A mesure que le nombre d’infections au Covid-19 augmentait, la réaction des autorités kenyanes entraînait une augmentation de la torture et d’autres mauvais traitements à travers le pays. Nous avons observé:

  • Une augmentation des violences policières ayant causé la mort, y compris d’enfants, et des disparitions forcées. Entre janvier et juillet 2020, 157 personnes ont été tuées par la police ou portées disparues, alors qu’on avait dénombré un total de 144 personnes pour l’ensemble de l’année 2019. La plupart étaient des jeunes hommes qui vivaient dans des logements informels;
  • Une augmentation de 35,8% des cas de violence sexuelle ou de violence fondée sur le genre depuis le début de la pandémie, comme le soulignait déjà le juge en chef de la République du Kenya le 2 avril 2020;
  • L’absence de hiérarchisation des priorités dans l’accès aux soins de santé et aux services appropriés pour les personnes les plus à risque et les plus vulnérables. Cette situation concernait également les personnes privées de liberté ou en détention, un grand nombre de personnes vivant dans des quartiers très denses et pauvres ou dans des camps de réfugié.e.s, de migrant.e.s et de personnes déplacées.

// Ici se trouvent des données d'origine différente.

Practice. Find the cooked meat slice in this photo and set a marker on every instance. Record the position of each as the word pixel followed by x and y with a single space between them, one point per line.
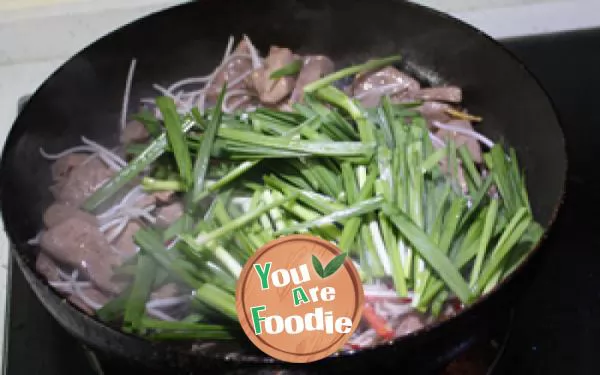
pixel 82 182
pixel 410 323
pixel 434 111
pixel 64 165
pixel 272 91
pixel 370 87
pixel 233 70
pixel 124 243
pixel 91 294
pixel 59 212
pixel 313 68
pixel 81 245
pixel 167 215
pixel 166 291
pixel 460 139
pixel 47 267
pixel 450 94
pixel 134 131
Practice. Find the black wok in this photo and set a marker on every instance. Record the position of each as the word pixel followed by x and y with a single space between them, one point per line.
pixel 84 98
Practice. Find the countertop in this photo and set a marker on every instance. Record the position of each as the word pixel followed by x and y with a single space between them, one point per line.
pixel 37 36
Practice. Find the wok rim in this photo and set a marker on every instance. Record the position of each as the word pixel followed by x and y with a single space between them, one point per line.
pixel 19 127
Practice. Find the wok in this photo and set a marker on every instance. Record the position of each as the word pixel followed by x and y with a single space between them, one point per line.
pixel 84 97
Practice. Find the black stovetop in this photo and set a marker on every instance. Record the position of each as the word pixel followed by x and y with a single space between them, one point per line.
pixel 556 327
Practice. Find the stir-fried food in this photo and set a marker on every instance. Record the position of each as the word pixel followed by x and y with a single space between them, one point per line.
pixel 152 234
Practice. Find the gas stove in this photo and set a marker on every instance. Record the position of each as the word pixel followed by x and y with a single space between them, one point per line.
pixel 554 329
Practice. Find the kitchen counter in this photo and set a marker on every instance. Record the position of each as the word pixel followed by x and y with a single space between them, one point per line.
pixel 37 36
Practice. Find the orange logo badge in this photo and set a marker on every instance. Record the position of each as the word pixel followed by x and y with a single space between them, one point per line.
pixel 299 299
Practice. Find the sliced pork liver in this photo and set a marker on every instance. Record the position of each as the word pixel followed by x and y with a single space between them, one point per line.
pixel 81 245
pixel 91 294
pixel 134 131
pixel 313 68
pixel 124 242
pixel 47 267
pixel 460 139
pixel 81 182
pixel 272 91
pixel 389 80
pixel 232 71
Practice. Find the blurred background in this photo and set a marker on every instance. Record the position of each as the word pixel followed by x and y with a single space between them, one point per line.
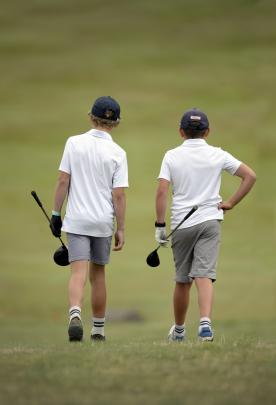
pixel 157 58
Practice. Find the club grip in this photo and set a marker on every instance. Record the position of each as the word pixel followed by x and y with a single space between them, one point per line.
pixel 36 198
pixel 191 212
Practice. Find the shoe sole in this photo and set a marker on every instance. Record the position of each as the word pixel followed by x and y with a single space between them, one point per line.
pixel 75 333
pixel 98 338
pixel 206 339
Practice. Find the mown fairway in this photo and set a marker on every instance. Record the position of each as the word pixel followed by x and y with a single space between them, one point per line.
pixel 157 58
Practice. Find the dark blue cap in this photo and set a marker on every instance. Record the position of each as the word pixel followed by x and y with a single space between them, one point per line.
pixel 106 108
pixel 194 119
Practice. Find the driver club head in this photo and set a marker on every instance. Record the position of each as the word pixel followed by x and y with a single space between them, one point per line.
pixel 61 256
pixel 153 259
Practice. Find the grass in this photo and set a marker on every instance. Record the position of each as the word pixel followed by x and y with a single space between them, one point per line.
pixel 157 59
pixel 140 368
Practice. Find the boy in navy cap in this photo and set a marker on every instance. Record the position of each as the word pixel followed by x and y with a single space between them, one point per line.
pixel 93 175
pixel 194 171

Dans le même temps, les voix des victimes et de la société civile n’ont pas été entendues, aussi bien au niveau national qu’international, en raison des mesures sanitaires et des restrictions de voyage. Le CAT a donc été contraint de reporter l’examen du Kenya à deux reprises. Il s’agit d’un véritable problème, qui vient affaiblir un peu plus l’obligation de rendre des comptes, au détriment de la population kenyane. Ainsi, le Kenya a plus que jamais besoin du CAT pour:

  • Continuer à superviser l’État kenyan via l’envoi régulier d’avis ou de lignes directrices afin d’examiner les violations des droits humains qui s’apparentent à de la torture ou à des traitements cruels et dégradants;
  • Rappeler que l’usage des termes « nécessité », « urgence nationale » ou « ordre public » ne saurait être invoqué dans le but de justifier des actes de torture, des peines ou des traitements cruels, inhumains ou dégradants;
  • Donner priorité à la voix des victimes et obliger les États à rendre des comptes;
  • Maintenir les canaux de communication avec la société civile, car l’espace de défense des droits dont les organisations disposent au niveau national est sans cesse menacé.